En Espagne, le chef du centre d’alertes sanitaires, Fernando Simón, a annoncé que, pour la première fois depuis le 22 mars, le bilan des morts quotidien était passé, avec 410 décès, sous la barre des 500.

Nous ne sommes pas sortis de la crise sanitaire

 

La morgue improvisée dans une patinoire de Madrid, qui a symbolisé l’hécatombe qui a endeuillé la capitale espagnole, fermera mercredi, et à partir du 27 avril, les enfants, strictement enfermés depuis le 14 mars, pourront sortir prendre l’air.

En Norvège, où les autorités estiment « avoir fait passer le virus sous contrôle », les crèches rouvriront lundi et l’interdiction de séjour dans les résidences secondaires sera levée. Une deuxième étape, à partir du 27 avril, verra la réouverture partielle des collèges, des lycées et des universités.

« Nous pouvons rouvrir la société petit à petit. Nous ferons cela ensemble, de façon contrôlée et progressivement », a déclaré la première ministre, Erna Solberg.

Aux États-Unis, où un bras de fer oppose le président Trump, ardent défenseur d’une reprise rapide de l’activité économique, à plusieurs gouverneurs démocrates, le gouverneur de l’État de New York, épicentre de l’épidémie dans le pays, a annoncé que la pandémie avait pour la première fois amorcé une courbe « descendante ».

« Toutes les indications [montrent] que nous sommes dans une phase descendante », a affirmé Andrew Cuomo, appelant néanmoins à la prudence. « La poursuite de cette baisse dépendra de ce que nous ferons », a souligné M. Cuomo, qui a prolongé récemment les mesures de confinement jusqu’au 15 mai.

Les États-Unis, le pays le plus touché tant en nombre de décès (au moins 40 000 selon l’Université Johns Hopkins) que de cas (au moins 755 500), ont mis en cause de façon répétée la Chine pour avoir « dissimulé » le nombre réel de victimes comme la gravité de l’épidémie.

Dans un nouvel épisode de l’affrontement entre les deux pays et adversaires géopolitiques, le directeur du laboratoire chinois désigné par les médias américains comme une possible source du coronavirus a offert un démenti : « C’est impossible que ce virus vienne de chez nous », a déclaré dans une entrevue à la chaîne étatique CGTN Yuan Zhiming, directeur de l’Institut de virologie de Wuhan, dénonçant des accusations « sans preuves » et « pour tromper les gens ».

Selon la plupart des scientifiques, le nouveau coronavirus a probablement été transmis à l’homme par un animal.
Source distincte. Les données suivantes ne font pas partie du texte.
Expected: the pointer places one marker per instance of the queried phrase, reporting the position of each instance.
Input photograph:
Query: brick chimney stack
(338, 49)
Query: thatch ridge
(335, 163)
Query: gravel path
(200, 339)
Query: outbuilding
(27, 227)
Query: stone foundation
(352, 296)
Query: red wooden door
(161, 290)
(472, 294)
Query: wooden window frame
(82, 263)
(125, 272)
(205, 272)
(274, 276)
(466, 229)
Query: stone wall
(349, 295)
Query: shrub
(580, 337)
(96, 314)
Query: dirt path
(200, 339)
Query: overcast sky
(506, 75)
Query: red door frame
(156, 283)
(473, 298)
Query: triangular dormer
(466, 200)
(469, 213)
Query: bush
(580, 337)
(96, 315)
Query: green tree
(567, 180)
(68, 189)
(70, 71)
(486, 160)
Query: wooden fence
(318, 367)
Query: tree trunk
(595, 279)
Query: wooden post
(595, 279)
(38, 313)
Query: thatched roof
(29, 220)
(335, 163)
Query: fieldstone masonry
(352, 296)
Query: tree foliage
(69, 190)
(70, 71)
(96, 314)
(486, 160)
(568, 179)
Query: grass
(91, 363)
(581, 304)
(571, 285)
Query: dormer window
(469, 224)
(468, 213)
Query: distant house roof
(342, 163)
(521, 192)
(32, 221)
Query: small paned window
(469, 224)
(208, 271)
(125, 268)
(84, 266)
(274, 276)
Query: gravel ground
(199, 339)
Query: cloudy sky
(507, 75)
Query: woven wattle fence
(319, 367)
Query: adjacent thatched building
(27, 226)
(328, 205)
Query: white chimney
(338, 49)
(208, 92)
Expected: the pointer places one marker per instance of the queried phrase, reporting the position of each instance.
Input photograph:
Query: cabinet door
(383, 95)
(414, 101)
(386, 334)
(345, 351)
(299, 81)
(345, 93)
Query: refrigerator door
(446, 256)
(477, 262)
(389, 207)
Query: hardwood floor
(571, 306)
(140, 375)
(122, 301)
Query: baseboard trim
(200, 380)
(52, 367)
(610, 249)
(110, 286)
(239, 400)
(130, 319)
Un marché de Wuhan a été montré du doigt, car il aurait vendu des animaux sauvages vivants. Mais la présence à quelques kilomètres de là de cet Institut de virologie alimente les théories sur une fuite depuis les installations.

L’épidémie « aurait pu être arrêtée en Chine avant qu’elle ne commence et elle ne l’a pas été. Et maintenant, le monde entier souffre à cause de cela », a de nouveau déclaré samedi Donal Trump. Et de mettre la Chine en garde : « S’ils étaient sciemment responsables, oui, alors il devrait y avoir des conséquences. »
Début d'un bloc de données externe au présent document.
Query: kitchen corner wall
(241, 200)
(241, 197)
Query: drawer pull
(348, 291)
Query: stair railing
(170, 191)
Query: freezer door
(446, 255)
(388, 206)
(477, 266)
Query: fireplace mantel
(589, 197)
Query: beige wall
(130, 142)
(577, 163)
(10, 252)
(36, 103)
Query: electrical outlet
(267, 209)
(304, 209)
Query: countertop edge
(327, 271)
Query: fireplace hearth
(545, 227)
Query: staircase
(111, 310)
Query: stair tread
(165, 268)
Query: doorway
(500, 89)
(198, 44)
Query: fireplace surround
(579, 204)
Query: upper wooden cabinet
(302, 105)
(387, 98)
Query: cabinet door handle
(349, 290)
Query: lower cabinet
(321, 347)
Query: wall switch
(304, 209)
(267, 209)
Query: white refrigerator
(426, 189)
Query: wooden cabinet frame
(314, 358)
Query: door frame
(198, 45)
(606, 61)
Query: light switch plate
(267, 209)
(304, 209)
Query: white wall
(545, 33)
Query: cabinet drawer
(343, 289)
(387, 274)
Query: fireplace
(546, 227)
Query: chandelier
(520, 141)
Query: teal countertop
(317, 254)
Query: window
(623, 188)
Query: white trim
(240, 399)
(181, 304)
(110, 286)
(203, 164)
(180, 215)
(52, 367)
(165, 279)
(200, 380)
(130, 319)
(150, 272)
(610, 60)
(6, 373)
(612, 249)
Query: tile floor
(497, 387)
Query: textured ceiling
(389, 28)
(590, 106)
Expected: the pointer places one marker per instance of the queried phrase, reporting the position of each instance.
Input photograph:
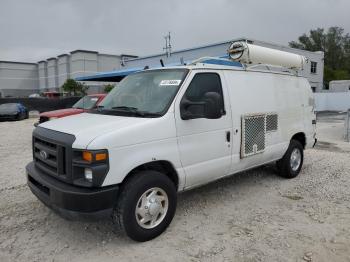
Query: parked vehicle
(13, 111)
(166, 130)
(83, 105)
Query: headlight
(88, 174)
(90, 167)
(90, 156)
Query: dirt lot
(253, 216)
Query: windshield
(87, 102)
(12, 107)
(147, 93)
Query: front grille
(52, 152)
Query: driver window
(201, 84)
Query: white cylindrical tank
(252, 54)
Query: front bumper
(70, 201)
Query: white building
(22, 79)
(339, 86)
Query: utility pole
(167, 47)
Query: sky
(33, 30)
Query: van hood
(86, 126)
(62, 112)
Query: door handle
(228, 136)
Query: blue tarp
(116, 76)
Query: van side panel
(262, 93)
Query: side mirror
(209, 108)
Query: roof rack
(269, 67)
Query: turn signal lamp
(100, 156)
(90, 157)
(87, 156)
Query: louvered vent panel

Ailleurs dans le monde, le seuil des 2000 morts a été franchi en Turquie, et celui des 1000 décès officiellement recensés a été franchi en Afrique, dont les trois quarts en Algérie, en Égypte, au Maroc et en Afrique du Sud.

Le gouvernement israélien a approuvé l’assouplissement de certaines restrictions à partir de ce dimanche, dans le cadre d’un plan « responsable et progressif ».
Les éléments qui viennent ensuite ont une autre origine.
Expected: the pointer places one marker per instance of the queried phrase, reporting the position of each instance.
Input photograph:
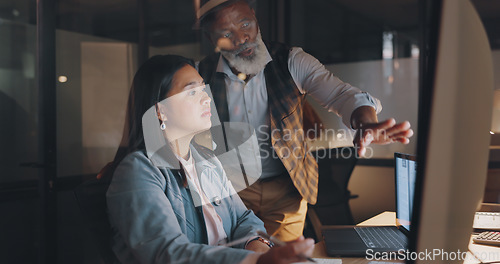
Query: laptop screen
(405, 172)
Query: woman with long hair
(174, 203)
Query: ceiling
(169, 22)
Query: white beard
(254, 63)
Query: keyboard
(382, 237)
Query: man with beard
(264, 84)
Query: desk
(389, 218)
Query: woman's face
(187, 106)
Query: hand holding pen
(293, 251)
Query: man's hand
(369, 130)
(294, 251)
(381, 133)
(257, 246)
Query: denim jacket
(155, 219)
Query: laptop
(364, 240)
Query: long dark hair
(151, 84)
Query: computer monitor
(454, 122)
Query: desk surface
(389, 218)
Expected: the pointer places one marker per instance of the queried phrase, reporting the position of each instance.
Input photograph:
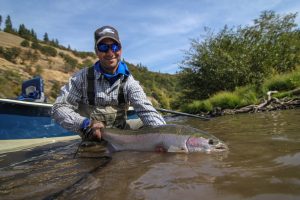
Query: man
(99, 96)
Les Maliens votaient dimanche pour élire leur Parlement, sous la menace du coronavirus, en plus des violences djihadistes. Malgré les mesures d’hygiène mises en place autour du scrutin, marchés, mosquées et transports en commun n’ont pas désempli.

Mais pour l’OMS, la pandémie est loin d’être jugulée, avec des « chiffres constants ou accrus » dans l’est de l’Europe — où les fêtes de Pâques orthodoxes étaient célébrées ce week-end pour l’essentiel dans des églises fermées — et au Royaume-Uni.